Loenen-Abcoude 20/09/98
Haarlem 16/04/00

<<<


Broeders en zusters, geliefd in onze Heer, Jezus Christus,


Dit zijn de zondagen van de wonderlijke combinaties. Vorige week hebben we stil gestaan bij het wonderlijke van de combinatie van de Heilige Geest - echt en eeuwig God - en mij, ik, mijzelf. Hier bij zondag 21 vinden we net zo goed een wonderlijke combinatie: de kerk - groot en imposant, van het begin tot de wereld tot het einde daarvan, door Christus zelf vergaderd - en mij, ik, mijzelf.

Dat is zo'n wonderlijke combinatie, dat we ons er nauwelijks iets bij voor kunnen stellen, geloof ik. We hebben het er tenminste weinig over. Als we zeggen: we gaan naar de kerk, bedoelen we een samenkomst van deze gemeente hier, of van een dergelijke gemeente ergens anders. Als iemand ons vraagt: ben je lid van een kerk? dan zeggen we: ja, ik ben gereformeerd (of gereformeerd vrijgemaakt). Maar daarmee zijn we nog lang niet bij het begin van zondag 21. Hier staan we voor de Kerk waar ieder christen lid van is, ja ieder gelovige, ook vóór Christus geboorte, voor het immense geheel van de nieuwe mensheid dat de Here Jezus bezig is te verzamelen uit alle volken en stammen en talen en natiën.

En dat heeft iets van binnenkomen in een imponerende kathedraal, of, als je dat liever is, in een gigantisch stadion, vol met tienduizenden luidruchtige mensen.
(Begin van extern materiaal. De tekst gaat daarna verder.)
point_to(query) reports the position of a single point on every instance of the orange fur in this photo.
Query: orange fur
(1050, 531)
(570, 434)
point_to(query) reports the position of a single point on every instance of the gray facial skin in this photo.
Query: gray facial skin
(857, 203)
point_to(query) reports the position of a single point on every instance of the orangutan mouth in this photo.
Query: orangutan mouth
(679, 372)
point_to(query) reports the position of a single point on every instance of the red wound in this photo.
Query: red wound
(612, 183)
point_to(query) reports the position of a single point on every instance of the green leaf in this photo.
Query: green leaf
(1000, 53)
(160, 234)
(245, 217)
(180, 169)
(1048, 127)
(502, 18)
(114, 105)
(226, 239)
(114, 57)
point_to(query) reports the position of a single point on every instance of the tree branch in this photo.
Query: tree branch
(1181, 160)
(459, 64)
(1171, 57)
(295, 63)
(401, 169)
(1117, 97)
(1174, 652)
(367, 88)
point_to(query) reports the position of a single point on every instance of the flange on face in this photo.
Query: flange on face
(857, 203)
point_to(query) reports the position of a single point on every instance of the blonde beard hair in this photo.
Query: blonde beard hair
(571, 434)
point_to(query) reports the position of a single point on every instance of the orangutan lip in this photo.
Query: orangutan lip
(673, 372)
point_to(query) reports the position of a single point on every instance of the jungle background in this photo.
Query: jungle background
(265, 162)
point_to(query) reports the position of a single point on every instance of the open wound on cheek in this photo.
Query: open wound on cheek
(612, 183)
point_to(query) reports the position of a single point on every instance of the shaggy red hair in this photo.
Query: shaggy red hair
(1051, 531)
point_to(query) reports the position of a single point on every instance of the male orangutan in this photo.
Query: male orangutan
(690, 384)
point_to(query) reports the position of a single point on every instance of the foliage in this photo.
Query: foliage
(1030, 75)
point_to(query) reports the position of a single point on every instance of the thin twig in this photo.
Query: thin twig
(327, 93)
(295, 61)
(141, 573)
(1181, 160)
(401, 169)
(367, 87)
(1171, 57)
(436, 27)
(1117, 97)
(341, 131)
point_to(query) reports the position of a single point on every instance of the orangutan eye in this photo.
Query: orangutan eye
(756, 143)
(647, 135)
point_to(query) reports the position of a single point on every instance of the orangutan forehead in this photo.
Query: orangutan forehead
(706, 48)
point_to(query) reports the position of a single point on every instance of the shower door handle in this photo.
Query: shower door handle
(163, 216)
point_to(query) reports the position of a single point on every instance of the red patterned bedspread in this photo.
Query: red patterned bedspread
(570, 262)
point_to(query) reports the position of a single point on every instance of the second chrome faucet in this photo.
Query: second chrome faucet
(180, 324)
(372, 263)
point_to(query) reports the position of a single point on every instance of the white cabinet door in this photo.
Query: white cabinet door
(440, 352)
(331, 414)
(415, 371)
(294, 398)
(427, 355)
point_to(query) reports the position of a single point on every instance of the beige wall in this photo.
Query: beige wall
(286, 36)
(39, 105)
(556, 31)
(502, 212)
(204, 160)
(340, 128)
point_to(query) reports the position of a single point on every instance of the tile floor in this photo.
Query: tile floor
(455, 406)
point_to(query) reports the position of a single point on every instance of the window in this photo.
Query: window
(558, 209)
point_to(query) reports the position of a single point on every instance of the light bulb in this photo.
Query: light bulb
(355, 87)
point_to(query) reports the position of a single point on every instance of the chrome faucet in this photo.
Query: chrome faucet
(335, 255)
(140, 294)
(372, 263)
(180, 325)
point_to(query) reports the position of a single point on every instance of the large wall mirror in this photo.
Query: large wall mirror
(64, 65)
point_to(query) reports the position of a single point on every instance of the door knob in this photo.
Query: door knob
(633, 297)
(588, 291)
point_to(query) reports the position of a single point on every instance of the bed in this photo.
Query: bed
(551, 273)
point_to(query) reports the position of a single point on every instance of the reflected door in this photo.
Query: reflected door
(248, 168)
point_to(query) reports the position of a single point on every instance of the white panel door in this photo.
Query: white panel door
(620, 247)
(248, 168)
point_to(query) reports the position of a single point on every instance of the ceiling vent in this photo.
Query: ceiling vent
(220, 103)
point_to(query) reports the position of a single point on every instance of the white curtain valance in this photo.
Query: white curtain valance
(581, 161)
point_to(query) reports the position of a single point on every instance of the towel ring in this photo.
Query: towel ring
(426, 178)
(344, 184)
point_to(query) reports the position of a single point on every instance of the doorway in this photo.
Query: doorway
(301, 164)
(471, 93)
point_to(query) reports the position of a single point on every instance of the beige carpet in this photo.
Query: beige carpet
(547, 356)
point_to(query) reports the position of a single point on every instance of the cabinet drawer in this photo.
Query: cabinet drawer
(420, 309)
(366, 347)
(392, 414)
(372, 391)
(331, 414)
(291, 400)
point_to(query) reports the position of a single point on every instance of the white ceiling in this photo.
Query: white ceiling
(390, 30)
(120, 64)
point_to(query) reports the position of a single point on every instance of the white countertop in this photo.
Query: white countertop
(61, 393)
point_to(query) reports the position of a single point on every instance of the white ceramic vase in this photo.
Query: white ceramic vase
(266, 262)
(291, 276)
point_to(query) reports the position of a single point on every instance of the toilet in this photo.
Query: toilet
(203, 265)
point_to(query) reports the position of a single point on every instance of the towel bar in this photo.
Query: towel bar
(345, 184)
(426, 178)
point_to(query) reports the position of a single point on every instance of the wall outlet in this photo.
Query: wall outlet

En zoals je hier in de Arena bijvoorbeeld al de koude rillingen over de rug kunnen gaan als al die mensen juichen en roepen, zo nog veel meer kun je onder de indruk komen als je ook maar een glimp ziet van de Kerk van Christus: een grote menigte; niemand kan haar tellen. Ze komen uit alle rassen, stammen, volken en talen en staan opgesteld voor de troon en voor het Lam. En ze roepen luid: De overwinning is aan onze God, die op de troon zit, en aan het Lam!

Toch sluit antwoord 54 bijna droog af met dat wonderlijke: ik geloof dat ik van déze gemeente een levend lid ben en eeuwig zal blijven. Anders gezegd: ik geloof, dat ik één ben van de schare die niemand tellen kan, één van de talloos veel miljoenen, die bij de Here Jezus horen. Dat is heel wonderlijk. En ik denk dat we daar nodig wat meer bij stil moeten staan.


En het is nog niet eens alles ook. Want het gaat hier niet maar om het wonderlijke van een immens grote groep mensen, waar wij deel van uitmaken. Het beeld dat ik net opriep, van zo'n stadion vol mensen, is dan ook niet zonder gevaar. We zouden kunnen denken dat de kerk net zo iets is als zo'n menigte, die van alle kanten met auto's, bussen en treinen naar het stadion komt, even samen kijkt naar een wedstrijd, en dan weer uit elkaar gaat: met de eigen auto, de eigen fiets, uiteindelijk naar het eigen huis.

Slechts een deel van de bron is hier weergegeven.